We apply the Frank-Wolfe algorithm (a.k.a., Conditional Gradient Descent) to solve (7.8), specifically using approximate LP solutions for the descent direction as in [51,  Algorithm 2]. By the known convergence guarantee of this algorithm [51,  Theorem 1.1], if each LP is solved to \(\varepsilon ' = O(\varepsilon )\) accuracy, then \(T = O(1/\varepsilon )\) Frank-Wolfe iterations suffice to obtain an \(\varepsilon \)-suboptimal solution to (7.8).

The crux, therefore, is to show that each Frank-Wolfe iteration can be computed efficiently, and that the final solution is sparse. Initialize \(P^{(0)}\) to be an arbitrary vertex of \(\mathcal {M}(\mu _1,\dots ,\mu _k)\). Then \(P^{(0)}\) is feasible and is polynomially sparse (see Sect. 2.1). Let \(P^{(t)} \in (\mathbb {R}_{\geqslant 0}^n)^{\otimes k}\) denote the t-th Frank-Wolfe iterate. Performing the next iteration requires two computations:

  1. 1.

    Approximately solve the following LP to \(\varepsilon '\) accuracy:

    $$\begin{aligned} D^{(t)} \leftarrow \min _{P \in \mathcal {M}(\mu _1,\dots ,\mu _k)} \langle P, P^{(t)} - Q \rangle . \end{aligned}$$
    (7.9)
  2. 2.

    Update \(P^{(t+1)} \leftarrow (1 - \gamma _t)P^{(t)} + \gamma _t D^{(t)}\), where \(\gamma _t = 2/(t+2)\) is the current stepsize.

For the first iteration \(t = 0\), note that the LP (7.9) is an \(\textsf {MOT}\) problem with cost \(C^{(0)} = P^{(0)} - Q = P^{(0)} - R - S\) which decomposes into a polynomially sparse tensor \(P^{(0)}-S\) plus a constant-rank tensor \(-R\). Therefore the algorithm in Corollary 7.5 can solve the LP (7.9) to \(\varepsilon ' = O(\varepsilon )\) additive accuracy in \(\mathrm {poly}(n,k,1/\varepsilon )\) time, and it outputs a solution \(D^{(0)}\) that is \(\mathrm {poly}(n,k,1/\varepsilon )\) sparse. It follows that \(P^{(1)}\) can be computed in \(\mathrm {poly}(n,k,1/\varepsilon )\) time and moreover is \(\mathrm {poly}(n,k,1/\varepsilon )\) sparse since it is a convex combination of the similarly sparse tensors \(P^{(0)}\) and \(D^{(0)}\). By repeating this argument identically for \(T = O(1/\varepsilon )\) iterations, it follows that each iteration takes \(\mathrm {poly}(n,k,1/\varepsilon )\) time, and that each iterate \(P^{(t)}\) is \(\mathrm {poly}(n,k,1/\varepsilon )\) sparse. \(\square \)

8 Discussion

In this paper, we investigated what structure enables \(\textsf {MOT}\)—an LP with \(n^k\) variables—to be solved in \(\mathrm {poly}(n,k)\) time. We developed a unified algorithmic framework for \(\textsf {MOT}\) by characterizing what “structure” is required to solve \(\textsf {MOT}\) in polynomial time by different algorithms in terms of simple variants of the dual feasibility oracle. On one hand, this enabled us to show that \(\texttt {ELLIPSOID}\) and \(\texttt {MWU}\) solve \(\textsf {MOT}\) in polynomial time whenever any algorithm can, whereas \(\texttt {SINKHORN}\) requires strictly more structure. And on the other hand, this made the design of polynomial-time algorithms for \(\textsf {MOT}\) much simpler, as we illustrated on three general classes of \(\textsf {MOT}\) cost structures.

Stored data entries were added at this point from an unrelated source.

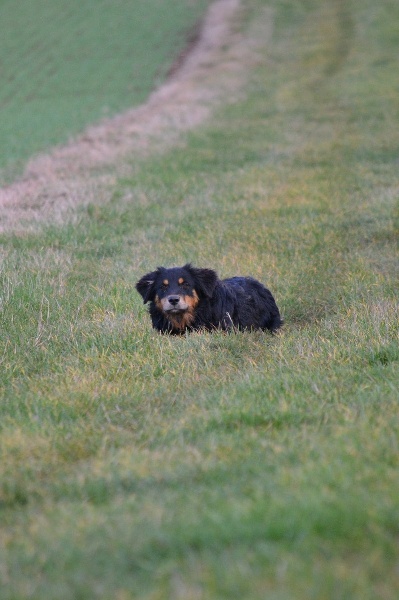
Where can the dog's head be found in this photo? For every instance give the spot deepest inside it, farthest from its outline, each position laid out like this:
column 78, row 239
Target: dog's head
column 177, row 291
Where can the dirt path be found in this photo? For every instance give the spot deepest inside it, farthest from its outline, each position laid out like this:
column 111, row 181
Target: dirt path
column 82, row 171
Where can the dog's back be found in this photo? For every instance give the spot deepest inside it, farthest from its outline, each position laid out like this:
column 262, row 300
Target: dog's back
column 253, row 305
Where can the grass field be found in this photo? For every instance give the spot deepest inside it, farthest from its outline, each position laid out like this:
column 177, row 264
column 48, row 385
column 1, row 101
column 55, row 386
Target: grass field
column 66, row 64
column 217, row 466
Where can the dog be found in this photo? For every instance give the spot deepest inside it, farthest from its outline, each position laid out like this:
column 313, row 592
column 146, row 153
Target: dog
column 191, row 299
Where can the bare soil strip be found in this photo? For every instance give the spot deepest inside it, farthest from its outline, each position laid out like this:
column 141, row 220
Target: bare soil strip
column 213, row 71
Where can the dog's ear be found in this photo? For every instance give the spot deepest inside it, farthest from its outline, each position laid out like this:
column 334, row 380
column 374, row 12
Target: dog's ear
column 205, row 279
column 146, row 286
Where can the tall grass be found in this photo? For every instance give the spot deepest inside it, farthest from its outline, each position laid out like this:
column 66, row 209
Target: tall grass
column 213, row 465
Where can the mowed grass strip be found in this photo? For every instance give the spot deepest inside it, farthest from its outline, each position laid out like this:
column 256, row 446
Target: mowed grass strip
column 67, row 64
column 213, row 465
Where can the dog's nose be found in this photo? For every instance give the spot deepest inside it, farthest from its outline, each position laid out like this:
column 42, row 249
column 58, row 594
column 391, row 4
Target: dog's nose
column 173, row 300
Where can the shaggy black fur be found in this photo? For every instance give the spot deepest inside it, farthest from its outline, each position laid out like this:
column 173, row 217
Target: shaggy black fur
column 187, row 298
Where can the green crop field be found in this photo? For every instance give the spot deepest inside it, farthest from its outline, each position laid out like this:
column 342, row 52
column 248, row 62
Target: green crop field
column 68, row 63
column 217, row 466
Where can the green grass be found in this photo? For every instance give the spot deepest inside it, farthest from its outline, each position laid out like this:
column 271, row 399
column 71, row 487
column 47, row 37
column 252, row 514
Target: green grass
column 66, row 64
column 215, row 466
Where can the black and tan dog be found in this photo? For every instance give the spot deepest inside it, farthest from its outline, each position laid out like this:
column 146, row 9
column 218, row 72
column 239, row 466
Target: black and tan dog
column 188, row 298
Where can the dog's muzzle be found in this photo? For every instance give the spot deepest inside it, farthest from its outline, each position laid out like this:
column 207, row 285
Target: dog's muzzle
column 174, row 304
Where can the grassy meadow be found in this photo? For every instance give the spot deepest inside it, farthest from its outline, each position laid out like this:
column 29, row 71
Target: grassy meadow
column 217, row 466
column 69, row 63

Our results suggest several natural directions for future research. One exciting direction is to identify further tractable classes of \(\textsf {MOT}\) cost structures beyond the three studied in this paper, since this may enable new applications of \(\textsf {MOT}\). Our results help guide this search because they make it significantly easier to identify if an \(\textsf {MOT}\) problem is polynomial-time solvable (see Sect. 1.1.4).

Another important direction is practicality. While the focus of this paper is to characterize when \(\textsf {MOT}\) problems can be solved in polynomial time, in practice there is of course a difference between small and large polynomial runtimes. It is therefore a question of practical significance to improve our “proof of concept” polynomial-time algorithms by designing algorithms with smaller polynomial runtimes. Our theoretical results help guide this search for practical algorithms because they make it significantly easier to identify if an \(\textsf {MOT}\) problem is polynomial-time solvable in the first place.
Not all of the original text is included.